- Former Afghan President Ashraf Ghani spoke to CNN a year after fleeing Kabul.
- In the interview, he rejected allegations of cowardice and corruption.
The last internationally recognized president of Afghanistan isn't interested in playing the blame game — or accepting any blame himself — over the collapse of his government.
"We need to focus on what is now in front of us," Ashraf Ghani, elected in 2014 and living in exile eight years later, said in an interview this month with CNN. "Our country is in dire condition. I do not have the luxury to engage in blaming or [a] sense of betrayal."
In the interview, Ghani criticized the "incredibly flawed" peace agreement that the Trump administration reached with the Taliban, and which the Biden administration honored when it pulled out the last American soldiers almost exactly one year ago. The deal, reached in February 2020, laid out a timeline for the withdrawal of foreign forces in exchange for a stated commitment by the Taliban to ensure Afghanistan would not become a haven for international terrorist organizations. It was followed by the release of hundreds of Taliban militants from Afghan prisons.
To critics, the agreement was merely a pretext for the US to end an unpopular, 20-year occupation. But Ghani, speaking to CNN, said he doesn't blame Washington for the sudden collapse of his government in August 2021, just 16 months later.
Others, of course, would point the finger at him. As the Taliban made gains throughout 2021, Ghani reassured his population that his government would not fall — and claimed credit for the withdrawal of US troops that were propping it up.
But as the Taliban entered Kabul, he left on a helicopter. Reports at the time suggested he brought along with bags of cash from the Afghan treasury, allegations that he denies and which have not been substantiated. Now, he lives in an undisclosed villa in the United Arab Emirates.
He rejects the criticism that he abandoned his country — and doesn't care for the unfavorable comparison to Ukraine, where the head of state made a point of remaining in the face of danger.
"President Zelenskyy was informed in detail by the CIA of the forthcoming Russian invasion," Ghani insisted. "We were not offered a single piece of paper by our allies." (Afghan officials, in fact, warned their US allies that their own military was unable to stand up to the Taliban).
Ghani did note an undeniable difference: The US and its allies were eager to pivot away from Afghanistan, "an irreversible decision," whereas "other countries rallied to Ukraine."

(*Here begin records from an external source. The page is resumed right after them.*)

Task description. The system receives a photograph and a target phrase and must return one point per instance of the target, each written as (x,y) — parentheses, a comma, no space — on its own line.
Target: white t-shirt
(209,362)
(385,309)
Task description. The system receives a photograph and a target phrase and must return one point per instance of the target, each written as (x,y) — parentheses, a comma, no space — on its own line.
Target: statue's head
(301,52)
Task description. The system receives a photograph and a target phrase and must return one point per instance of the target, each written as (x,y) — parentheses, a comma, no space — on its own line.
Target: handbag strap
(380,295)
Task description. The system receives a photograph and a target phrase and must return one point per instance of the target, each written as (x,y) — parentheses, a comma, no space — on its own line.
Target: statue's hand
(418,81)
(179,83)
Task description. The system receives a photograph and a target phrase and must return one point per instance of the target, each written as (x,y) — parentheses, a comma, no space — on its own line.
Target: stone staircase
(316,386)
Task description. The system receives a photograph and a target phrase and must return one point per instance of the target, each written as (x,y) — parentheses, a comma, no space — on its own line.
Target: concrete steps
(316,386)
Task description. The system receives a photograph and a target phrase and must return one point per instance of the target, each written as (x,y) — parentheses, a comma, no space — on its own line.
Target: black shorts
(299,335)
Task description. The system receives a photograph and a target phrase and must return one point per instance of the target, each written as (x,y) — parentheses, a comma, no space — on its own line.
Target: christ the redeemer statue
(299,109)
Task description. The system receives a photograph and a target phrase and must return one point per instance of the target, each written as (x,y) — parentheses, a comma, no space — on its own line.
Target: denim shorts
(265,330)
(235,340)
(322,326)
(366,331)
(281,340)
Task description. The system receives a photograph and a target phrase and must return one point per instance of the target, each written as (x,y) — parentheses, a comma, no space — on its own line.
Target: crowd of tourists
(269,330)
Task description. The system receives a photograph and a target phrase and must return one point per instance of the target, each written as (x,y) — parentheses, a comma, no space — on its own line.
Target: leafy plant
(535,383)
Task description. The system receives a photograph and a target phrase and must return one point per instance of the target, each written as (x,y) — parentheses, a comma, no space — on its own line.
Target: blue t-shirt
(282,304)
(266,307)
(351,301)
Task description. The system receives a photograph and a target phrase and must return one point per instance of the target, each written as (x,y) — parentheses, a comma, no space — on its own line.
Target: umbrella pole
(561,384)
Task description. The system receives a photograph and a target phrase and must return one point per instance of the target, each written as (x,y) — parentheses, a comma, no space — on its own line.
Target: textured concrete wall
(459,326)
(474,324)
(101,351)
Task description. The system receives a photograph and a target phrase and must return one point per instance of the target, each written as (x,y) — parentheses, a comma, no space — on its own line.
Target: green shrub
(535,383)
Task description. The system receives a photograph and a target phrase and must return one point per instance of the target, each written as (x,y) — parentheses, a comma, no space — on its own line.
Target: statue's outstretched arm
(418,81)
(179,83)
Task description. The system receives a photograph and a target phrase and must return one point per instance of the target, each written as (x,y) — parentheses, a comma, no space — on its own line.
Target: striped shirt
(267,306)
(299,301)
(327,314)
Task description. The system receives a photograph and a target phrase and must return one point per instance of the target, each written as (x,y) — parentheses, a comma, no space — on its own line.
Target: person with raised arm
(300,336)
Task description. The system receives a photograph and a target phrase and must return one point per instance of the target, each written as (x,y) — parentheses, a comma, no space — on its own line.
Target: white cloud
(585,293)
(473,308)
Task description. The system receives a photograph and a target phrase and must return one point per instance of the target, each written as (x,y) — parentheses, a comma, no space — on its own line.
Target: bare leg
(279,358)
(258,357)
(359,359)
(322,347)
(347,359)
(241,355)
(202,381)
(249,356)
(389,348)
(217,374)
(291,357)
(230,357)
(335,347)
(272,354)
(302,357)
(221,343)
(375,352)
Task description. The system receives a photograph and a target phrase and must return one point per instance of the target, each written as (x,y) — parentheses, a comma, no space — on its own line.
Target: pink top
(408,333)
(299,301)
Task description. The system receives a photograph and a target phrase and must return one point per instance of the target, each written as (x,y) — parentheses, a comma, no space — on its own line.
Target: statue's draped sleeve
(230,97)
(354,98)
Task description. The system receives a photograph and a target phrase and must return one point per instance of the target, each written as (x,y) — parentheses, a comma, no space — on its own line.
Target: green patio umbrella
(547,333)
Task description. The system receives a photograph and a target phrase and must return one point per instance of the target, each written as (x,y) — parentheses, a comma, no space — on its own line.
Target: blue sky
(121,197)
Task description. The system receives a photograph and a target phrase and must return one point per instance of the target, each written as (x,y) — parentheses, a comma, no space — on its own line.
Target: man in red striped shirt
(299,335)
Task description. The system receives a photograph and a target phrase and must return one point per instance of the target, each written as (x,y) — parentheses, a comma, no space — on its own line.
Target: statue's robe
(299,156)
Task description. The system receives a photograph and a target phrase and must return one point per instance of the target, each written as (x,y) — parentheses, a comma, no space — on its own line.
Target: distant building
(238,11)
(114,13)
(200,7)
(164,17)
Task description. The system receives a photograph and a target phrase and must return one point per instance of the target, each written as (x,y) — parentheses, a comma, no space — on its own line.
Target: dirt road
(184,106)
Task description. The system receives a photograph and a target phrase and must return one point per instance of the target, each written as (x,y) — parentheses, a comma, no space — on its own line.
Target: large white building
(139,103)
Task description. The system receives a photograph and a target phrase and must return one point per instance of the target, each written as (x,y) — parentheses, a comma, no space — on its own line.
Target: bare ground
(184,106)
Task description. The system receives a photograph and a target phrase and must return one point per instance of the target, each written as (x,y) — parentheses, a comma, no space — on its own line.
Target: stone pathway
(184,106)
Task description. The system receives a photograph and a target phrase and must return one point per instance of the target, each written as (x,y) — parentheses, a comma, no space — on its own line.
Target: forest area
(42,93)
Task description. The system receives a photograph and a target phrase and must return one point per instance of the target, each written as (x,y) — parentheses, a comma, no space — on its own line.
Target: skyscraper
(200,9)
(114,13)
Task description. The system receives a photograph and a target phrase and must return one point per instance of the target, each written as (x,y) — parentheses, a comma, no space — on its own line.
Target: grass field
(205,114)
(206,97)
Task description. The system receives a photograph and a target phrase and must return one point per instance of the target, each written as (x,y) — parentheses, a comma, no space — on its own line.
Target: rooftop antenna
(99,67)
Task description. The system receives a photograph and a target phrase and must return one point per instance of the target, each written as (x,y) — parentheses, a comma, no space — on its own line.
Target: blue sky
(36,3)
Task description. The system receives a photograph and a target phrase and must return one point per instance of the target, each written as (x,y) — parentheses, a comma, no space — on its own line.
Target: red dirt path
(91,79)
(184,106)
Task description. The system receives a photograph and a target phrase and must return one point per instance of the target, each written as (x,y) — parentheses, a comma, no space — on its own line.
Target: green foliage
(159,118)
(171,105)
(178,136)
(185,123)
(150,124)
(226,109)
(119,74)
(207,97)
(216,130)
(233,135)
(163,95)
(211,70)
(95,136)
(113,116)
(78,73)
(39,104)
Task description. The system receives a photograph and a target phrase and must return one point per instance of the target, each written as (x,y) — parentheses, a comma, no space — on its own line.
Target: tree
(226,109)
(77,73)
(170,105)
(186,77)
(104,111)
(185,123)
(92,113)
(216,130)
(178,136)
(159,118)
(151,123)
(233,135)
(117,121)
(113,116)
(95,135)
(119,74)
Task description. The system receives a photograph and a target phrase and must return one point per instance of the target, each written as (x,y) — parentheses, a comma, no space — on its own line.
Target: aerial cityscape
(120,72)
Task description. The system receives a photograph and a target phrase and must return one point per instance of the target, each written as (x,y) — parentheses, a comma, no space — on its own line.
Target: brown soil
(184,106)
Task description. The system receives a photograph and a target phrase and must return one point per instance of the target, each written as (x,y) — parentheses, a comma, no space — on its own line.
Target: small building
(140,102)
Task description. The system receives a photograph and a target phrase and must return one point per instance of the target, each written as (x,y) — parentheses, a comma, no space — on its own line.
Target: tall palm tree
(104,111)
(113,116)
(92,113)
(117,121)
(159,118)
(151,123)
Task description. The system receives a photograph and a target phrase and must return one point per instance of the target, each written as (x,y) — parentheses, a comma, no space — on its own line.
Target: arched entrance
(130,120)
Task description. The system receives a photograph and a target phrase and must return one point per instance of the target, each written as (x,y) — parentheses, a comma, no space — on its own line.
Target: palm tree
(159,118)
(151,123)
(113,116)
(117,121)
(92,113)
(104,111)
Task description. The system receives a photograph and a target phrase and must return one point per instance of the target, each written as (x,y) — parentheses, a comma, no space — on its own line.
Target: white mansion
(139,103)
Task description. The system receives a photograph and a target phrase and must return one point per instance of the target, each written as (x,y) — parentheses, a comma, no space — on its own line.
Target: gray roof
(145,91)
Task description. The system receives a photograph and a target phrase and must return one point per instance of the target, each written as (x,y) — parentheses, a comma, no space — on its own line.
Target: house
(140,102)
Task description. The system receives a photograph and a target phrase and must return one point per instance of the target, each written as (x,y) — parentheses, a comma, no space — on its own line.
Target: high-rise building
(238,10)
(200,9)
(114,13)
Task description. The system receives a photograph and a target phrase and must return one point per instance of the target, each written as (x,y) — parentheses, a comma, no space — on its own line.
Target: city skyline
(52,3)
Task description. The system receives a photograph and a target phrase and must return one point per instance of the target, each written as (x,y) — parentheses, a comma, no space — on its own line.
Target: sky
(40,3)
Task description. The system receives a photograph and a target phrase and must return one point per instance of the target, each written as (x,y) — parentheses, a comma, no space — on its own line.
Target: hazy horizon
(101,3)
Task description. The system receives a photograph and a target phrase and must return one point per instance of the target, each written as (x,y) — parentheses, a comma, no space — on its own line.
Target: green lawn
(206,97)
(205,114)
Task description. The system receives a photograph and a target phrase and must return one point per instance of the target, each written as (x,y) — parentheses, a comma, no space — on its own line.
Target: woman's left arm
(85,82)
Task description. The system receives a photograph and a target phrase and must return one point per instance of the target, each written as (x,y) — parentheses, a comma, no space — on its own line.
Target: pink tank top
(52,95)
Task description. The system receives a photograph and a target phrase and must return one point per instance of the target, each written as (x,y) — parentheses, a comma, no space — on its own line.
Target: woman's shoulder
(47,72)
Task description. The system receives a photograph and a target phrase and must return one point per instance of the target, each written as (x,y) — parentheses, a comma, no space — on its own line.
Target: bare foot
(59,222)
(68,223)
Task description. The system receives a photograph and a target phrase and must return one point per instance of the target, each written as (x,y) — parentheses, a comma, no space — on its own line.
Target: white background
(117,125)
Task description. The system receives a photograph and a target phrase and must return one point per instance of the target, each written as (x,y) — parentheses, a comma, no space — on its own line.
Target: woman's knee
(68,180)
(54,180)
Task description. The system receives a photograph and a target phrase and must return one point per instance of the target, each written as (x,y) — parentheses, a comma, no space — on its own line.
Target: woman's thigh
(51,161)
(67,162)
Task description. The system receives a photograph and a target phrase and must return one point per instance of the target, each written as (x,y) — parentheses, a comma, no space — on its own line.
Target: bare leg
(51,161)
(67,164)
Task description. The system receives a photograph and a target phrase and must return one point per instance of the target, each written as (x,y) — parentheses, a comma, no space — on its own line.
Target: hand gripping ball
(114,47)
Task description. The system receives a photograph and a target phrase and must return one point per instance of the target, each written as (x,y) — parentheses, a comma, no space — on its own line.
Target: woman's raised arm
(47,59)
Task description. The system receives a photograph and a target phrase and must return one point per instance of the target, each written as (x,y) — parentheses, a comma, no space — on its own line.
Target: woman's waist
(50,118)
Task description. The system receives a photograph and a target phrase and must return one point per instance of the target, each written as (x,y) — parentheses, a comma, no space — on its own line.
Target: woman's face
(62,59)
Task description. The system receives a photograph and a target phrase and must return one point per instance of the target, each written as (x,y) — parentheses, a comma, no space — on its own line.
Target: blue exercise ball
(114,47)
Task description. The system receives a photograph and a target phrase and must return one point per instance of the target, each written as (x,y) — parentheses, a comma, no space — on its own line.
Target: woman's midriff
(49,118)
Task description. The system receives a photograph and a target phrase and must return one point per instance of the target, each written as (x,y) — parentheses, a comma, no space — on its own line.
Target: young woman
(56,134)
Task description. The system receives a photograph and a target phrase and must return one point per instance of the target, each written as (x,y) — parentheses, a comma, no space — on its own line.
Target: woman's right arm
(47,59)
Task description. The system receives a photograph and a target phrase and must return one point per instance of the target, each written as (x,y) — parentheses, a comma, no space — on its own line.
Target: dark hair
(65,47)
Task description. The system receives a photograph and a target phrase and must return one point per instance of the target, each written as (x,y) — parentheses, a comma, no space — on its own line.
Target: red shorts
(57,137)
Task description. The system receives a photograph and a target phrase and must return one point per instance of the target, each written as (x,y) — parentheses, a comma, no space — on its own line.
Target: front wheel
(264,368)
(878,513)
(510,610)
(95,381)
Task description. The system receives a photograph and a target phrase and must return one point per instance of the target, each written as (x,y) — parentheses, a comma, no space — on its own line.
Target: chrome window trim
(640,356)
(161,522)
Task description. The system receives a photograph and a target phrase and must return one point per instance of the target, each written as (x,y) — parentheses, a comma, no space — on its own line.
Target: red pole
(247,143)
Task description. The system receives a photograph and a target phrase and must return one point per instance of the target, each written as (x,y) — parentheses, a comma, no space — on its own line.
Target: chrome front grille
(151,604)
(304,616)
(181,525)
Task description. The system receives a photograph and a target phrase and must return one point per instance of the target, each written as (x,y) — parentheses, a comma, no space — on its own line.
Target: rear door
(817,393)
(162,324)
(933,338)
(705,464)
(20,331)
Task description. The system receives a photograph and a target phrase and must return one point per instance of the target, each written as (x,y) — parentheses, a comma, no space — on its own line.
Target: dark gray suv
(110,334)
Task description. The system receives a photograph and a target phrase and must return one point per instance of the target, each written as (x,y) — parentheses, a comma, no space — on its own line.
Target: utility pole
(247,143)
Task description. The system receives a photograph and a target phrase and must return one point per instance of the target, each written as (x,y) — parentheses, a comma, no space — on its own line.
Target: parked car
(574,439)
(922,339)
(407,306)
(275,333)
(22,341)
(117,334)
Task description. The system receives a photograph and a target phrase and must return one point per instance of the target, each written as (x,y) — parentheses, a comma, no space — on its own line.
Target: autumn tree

As Ghani tells it, leaving Kabul was in fact the final act of a statesman who was dealt a bad hand.
"I was the last to leave and the reason I left is because I did not want to give the Taliban and their supporters the pleasure yet again of humiliating an Afghan president and signing over the legitimacy of the Afghan government," Ghani insisted.
At the time, though, reporting suggested that Ghani was prepared to do just that. A day before he fled — before the exodus of tens of thousands of others who had worked with the US and Afghan governments — an Afghan official told The Wall Street Journal that Ghani wanted to discuss a power-sharing deal with the Taliban. Ghani would be open to stepping down with the agreement in place, the outlet reported.
Yalda Royan, a women's rights activist who fled Kabul after the collapse of the Afghan government, represents the criticisms many Afghans have toward to their country's former president.
"He was a coward," Royan told Insider. "Anyone who is a leader of a country, they have to either stand with the people and die for it — or just admit and say 'sorry' to the people of Afghanistan," she said.
But Ghani is unapologetic, accusing those who hold him responsible for the collapse of his government are simply looking for a "fall guy."
"I've lived an honorable life," he told CNN.